Buck launches into an explanation about solar power, like she’d known he would. About the creatures that have slipped through, his system of patrolling. Kay pushes her foot against Raffi’s leg under the table, and Raffi feels the contact through her whole body. She’s only half listening when Buck mentions the grizzly.
“Lurking in the trees,” he’s saying. “Unnatural.”
Raffi makes a noise, interrupting Buck’s monologue. It’s my fault the bear is here, she could say. But Kay’s foot is warm against Raffi’s leg and she is tired to her bones. So instead she asks the pointless, ridiculous question “Why do they hate us?”
Buck shakes his head. “The aliens don’t give a fuck about us. They just kill because they’re living inside the animals, and that’s what animals have always wanted to do.”
“You think dogs have always wanted to kill people?” Raffi asks.

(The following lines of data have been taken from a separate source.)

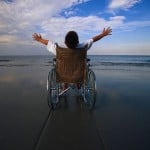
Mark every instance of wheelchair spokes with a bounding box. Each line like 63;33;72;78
83;69;96;110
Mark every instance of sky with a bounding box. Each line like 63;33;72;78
0;0;150;56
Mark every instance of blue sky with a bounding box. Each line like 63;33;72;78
0;0;150;55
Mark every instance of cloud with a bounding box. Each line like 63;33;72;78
108;0;141;10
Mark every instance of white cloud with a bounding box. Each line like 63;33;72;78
108;0;141;10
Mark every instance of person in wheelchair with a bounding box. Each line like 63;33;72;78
32;27;112;86
32;27;112;109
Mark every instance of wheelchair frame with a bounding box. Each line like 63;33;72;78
47;58;96;110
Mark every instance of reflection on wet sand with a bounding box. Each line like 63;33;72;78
0;66;150;150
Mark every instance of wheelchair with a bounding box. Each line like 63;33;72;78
47;46;96;110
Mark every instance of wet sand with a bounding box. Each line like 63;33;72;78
0;66;150;150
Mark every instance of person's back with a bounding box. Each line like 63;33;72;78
56;46;87;83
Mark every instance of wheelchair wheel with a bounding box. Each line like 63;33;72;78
47;68;59;109
84;69;96;110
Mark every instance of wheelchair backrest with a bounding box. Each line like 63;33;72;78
56;45;87;83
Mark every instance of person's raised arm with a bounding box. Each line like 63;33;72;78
92;27;112;42
32;33;49;45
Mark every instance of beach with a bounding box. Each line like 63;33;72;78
0;56;150;150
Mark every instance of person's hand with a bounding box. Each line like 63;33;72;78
32;33;42;42
102;27;112;36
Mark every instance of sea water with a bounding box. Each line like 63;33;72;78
0;55;150;70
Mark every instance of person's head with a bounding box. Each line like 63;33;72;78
65;31;79;48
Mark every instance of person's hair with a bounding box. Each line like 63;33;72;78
65;31;79;48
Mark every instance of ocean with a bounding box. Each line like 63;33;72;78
0;55;150;150
0;55;150;70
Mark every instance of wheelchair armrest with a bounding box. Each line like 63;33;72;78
53;58;56;66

Kay pushes her foot harder against Raffi’s leg. Raffi takes it to be support, but it might be Kay’s way of telling her to shut up.
“They’re descended from wolves, aren’t they?”
Raffi thinks about the Siberian husky she and Graham had. After the animals changed, Graham took him out into the yard and came back alone. She woke in the middle of the night to the movement of him sobbing next to her. “That’s bullshit,” she says now. “The aliens aren’t mindless. There’s a logic to all of this.”
“There’s a logic to a hawk eating a rabbit,” Buck says. “That doesn’t mean the hawk is the next Einstein.”
Kay nudges Raffi harder under the table. Raffi could tell Buck how Einstein once made a list of rules for his wife to live by: do my laundry, bring me food, renounce all expectations of intimacy. How he wrote, in a letter to the cousin with whom he was having an affair: I treat my wife like an employee whom I cannot fire. But what would be the point? Raffi grabs Kay’s foot with her hand and doesn’t say anything else, only holds it there and watches the bloodred sky fade to orange, then indigo. The evening star appears, bright on the horizon. Electricity ceding brilliance to the stars again, here in the aftermath of the end of the world.